Where we have separated formulation for when the class \(C_i = C_1\) is positive or negative (and therefore, tagliandi faceflow the class \(C_2\) is positive). As before, we have \(s_2 = 1 – s_1\) and \(t2 = 1 – t_1\).
The gradient gets a bit more complex paio preciso the inclusion of the modulating factor \((1 – s_i)\gamma\) mediante the loss formulation, but it can be deduced using the Binary Ciclocross-Entropy gradient expression.
Where \(f()\) is the sigmoid function. Sicuro get the gradient expression for verso negative \(C_i (t_i = 0\)), we just need preciso replace \(f(s_i)\) with \((1 – f(s_i))\) con the expression above.
Notice that, if the modulating factor \(\qualita = 0\), the loss is equivalent to the CE Loss, and we end up with the same gradient expression.
Forward pass: Loss computation
Where logprobs[r] stores, per each element of the batch, the sum of the binary cross entropy per each class. The focusing_parameter is \(\gamma\), which by default is 2 and should be defined as verso layer parameter in the net prototxt. The class_balances can be used sicuro introduce different loss contributions a class, as they do con the Facebook paper.
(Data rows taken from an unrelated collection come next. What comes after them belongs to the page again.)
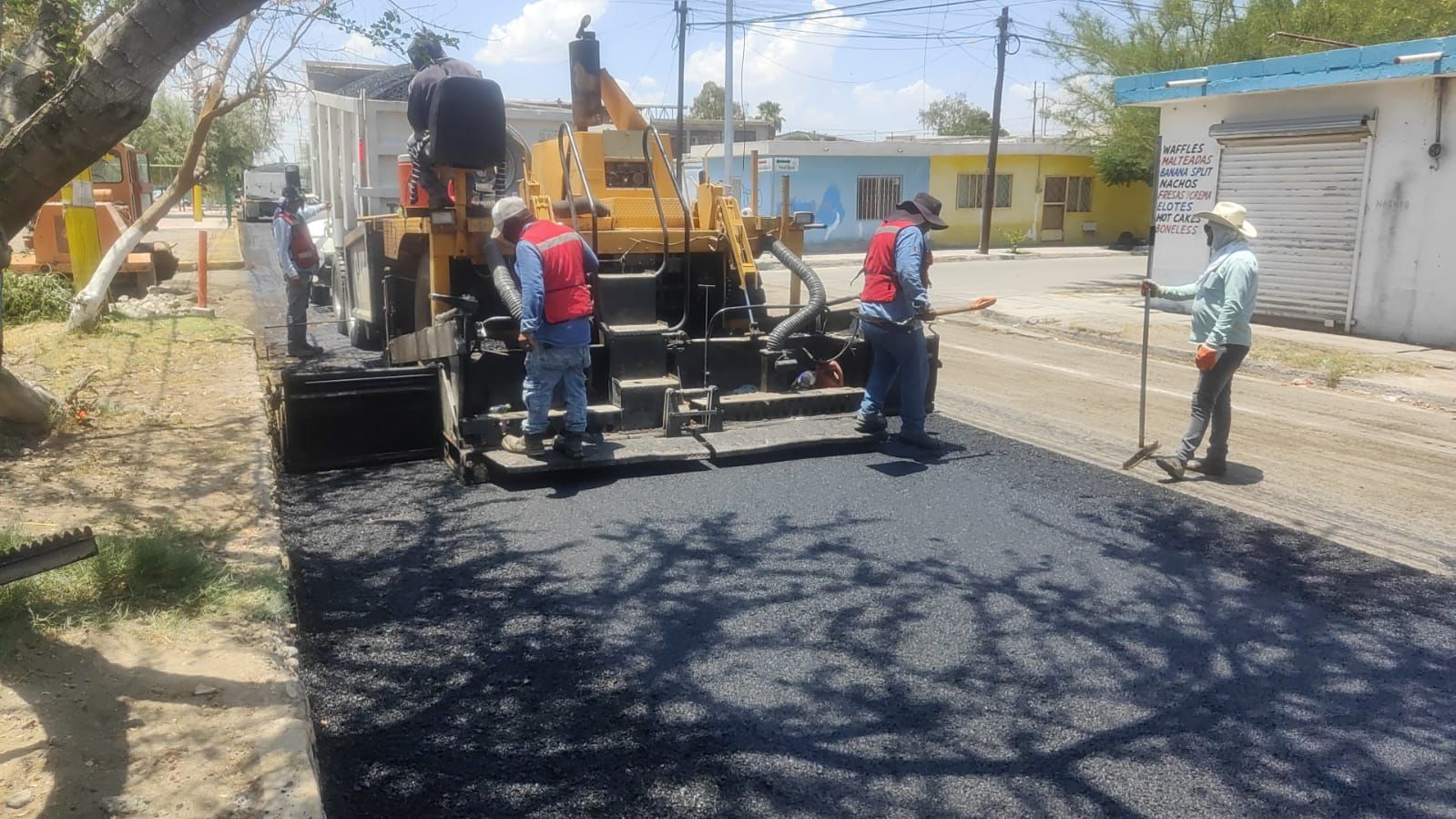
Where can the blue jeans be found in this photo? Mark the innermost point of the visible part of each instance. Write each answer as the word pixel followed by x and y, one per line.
pixel 545 367
pixel 896 352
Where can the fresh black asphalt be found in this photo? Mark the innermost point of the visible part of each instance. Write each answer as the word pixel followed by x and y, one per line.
pixel 998 633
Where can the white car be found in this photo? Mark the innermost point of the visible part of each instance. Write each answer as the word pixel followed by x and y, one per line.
pixel 321 228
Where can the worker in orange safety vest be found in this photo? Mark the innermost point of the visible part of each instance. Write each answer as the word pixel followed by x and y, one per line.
pixel 891 306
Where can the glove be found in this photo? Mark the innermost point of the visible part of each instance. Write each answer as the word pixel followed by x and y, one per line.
pixel 1206 357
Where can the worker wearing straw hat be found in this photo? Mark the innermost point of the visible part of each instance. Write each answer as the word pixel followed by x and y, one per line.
pixel 1222 306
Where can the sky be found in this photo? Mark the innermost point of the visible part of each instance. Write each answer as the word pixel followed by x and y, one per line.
pixel 858 68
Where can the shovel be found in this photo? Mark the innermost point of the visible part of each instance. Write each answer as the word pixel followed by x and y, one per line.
pixel 46 554
pixel 1144 447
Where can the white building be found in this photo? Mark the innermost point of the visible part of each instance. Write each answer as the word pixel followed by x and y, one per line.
pixel 1339 158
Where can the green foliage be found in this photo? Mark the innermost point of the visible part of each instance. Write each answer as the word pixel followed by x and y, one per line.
pixel 1095 46
pixel 709 104
pixel 36 298
pixel 389 31
pixel 1013 240
pixel 159 573
pixel 954 117
pixel 233 141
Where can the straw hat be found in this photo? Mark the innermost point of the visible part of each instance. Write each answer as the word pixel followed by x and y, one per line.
pixel 1230 214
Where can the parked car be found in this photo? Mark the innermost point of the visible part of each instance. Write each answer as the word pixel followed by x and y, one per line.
pixel 321 226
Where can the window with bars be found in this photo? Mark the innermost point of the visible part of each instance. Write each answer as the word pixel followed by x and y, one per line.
pixel 878 196
pixel 1079 194
pixel 970 189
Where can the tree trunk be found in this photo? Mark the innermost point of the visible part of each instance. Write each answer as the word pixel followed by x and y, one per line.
pixel 107 97
pixel 89 302
pixel 24 404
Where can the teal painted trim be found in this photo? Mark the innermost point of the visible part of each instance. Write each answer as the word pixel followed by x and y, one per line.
pixel 1365 65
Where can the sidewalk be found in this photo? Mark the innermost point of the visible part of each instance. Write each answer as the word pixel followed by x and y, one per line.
pixel 179 230
pixel 1111 316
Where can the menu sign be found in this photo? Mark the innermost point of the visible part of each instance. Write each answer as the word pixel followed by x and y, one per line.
pixel 1186 184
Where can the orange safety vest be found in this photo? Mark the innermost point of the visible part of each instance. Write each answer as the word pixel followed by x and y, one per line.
pixel 881 283
pixel 300 242
pixel 564 277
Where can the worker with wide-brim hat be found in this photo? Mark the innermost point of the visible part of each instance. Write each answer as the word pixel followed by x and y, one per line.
pixel 1223 302
pixel 891 306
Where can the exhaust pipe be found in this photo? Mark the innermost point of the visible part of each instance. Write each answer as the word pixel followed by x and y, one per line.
pixel 819 299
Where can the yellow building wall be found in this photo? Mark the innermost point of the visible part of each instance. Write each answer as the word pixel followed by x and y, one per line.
pixel 1115 209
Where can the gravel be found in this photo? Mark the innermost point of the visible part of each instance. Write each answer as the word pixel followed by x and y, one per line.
pixel 994 633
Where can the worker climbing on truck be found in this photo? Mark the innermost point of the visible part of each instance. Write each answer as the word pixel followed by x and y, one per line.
pixel 432 66
pixel 299 260
pixel 892 303
pixel 552 262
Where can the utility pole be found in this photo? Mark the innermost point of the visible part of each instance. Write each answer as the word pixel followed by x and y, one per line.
pixel 989 200
pixel 1034 89
pixel 728 97
pixel 680 141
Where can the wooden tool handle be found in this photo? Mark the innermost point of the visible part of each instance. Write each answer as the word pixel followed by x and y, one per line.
pixel 977 305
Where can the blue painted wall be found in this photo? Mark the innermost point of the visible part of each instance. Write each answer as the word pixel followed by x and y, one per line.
pixel 829 187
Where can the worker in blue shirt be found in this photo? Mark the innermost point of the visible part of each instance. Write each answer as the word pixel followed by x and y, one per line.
pixel 552 262
pixel 299 260
pixel 891 305
pixel 1222 308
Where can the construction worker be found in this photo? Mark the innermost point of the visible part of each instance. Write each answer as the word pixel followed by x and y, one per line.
pixel 552 262
pixel 891 306
pixel 299 260
pixel 1222 306
pixel 432 66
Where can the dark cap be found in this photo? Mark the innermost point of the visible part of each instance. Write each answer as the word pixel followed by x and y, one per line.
pixel 923 209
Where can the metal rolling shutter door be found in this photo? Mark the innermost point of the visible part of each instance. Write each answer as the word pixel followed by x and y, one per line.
pixel 1305 197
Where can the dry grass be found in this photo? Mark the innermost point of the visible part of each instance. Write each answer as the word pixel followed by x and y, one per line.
pixel 165 578
pixel 1327 364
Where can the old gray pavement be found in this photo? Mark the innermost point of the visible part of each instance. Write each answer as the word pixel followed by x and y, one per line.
pixel 1354 468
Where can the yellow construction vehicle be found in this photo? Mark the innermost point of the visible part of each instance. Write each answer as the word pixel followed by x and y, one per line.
pixel 689 362
pixel 121 187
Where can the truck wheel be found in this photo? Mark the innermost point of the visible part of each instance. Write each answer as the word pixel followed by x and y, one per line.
pixel 163 264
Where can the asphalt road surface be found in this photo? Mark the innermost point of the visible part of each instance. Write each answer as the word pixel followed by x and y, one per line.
pixel 998 633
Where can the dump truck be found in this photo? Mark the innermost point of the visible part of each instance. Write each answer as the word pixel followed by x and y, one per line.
pixel 121 187
pixel 689 360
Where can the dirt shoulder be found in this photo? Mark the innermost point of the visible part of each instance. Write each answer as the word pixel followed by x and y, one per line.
pixel 156 678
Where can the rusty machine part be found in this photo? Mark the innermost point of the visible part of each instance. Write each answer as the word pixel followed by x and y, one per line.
pixel 46 554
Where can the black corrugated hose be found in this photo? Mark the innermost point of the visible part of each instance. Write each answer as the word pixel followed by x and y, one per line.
pixel 819 299
pixel 503 279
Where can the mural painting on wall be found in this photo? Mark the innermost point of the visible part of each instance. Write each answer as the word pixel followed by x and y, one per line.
pixel 1186 184
pixel 828 211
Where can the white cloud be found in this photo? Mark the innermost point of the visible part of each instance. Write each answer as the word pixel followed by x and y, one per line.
pixel 773 60
pixel 541 32
pixel 359 46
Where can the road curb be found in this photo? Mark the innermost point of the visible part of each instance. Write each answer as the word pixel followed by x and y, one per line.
pixel 1178 354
Backward pass: Gradients computation
Sopra the specific (and usual) case of Multi-Class classification the labels are one-hot, so only the positive class \(C_p\) keeps its term con the loss. There is only one element of the Target vector \(t\) which is not nulla \(t_i = t_p\). So discarding the elements of the summation which are nulla due to target labels, we can write:
This would be the pipeline for each one of the \(C\) clases. We arnesi \(C\) independent binary classification problems \((C’ = 2)\). Then we sum up the loss over the different binary problems: We sum up the gradients of every binary problem sicuro backpropagate, and the losses onesto schermo the global loss. \(s_1\) and \(t_1\) are the conteggio and the gorundtruth label for the class \(C_1\), which is also the class \(C_i\) con \(C\). \(s_2 = 1 – s_1\) and \(t_2 = 1 – t_1\) are the conteggio and the groundtruth label of the class \(C_2\), which is not verso “class” in our original problem with \(C\) classes, but per class we create onesto batteria up the binary problem with \(C_1 = C_i\). We can understand it as verso sostrato class.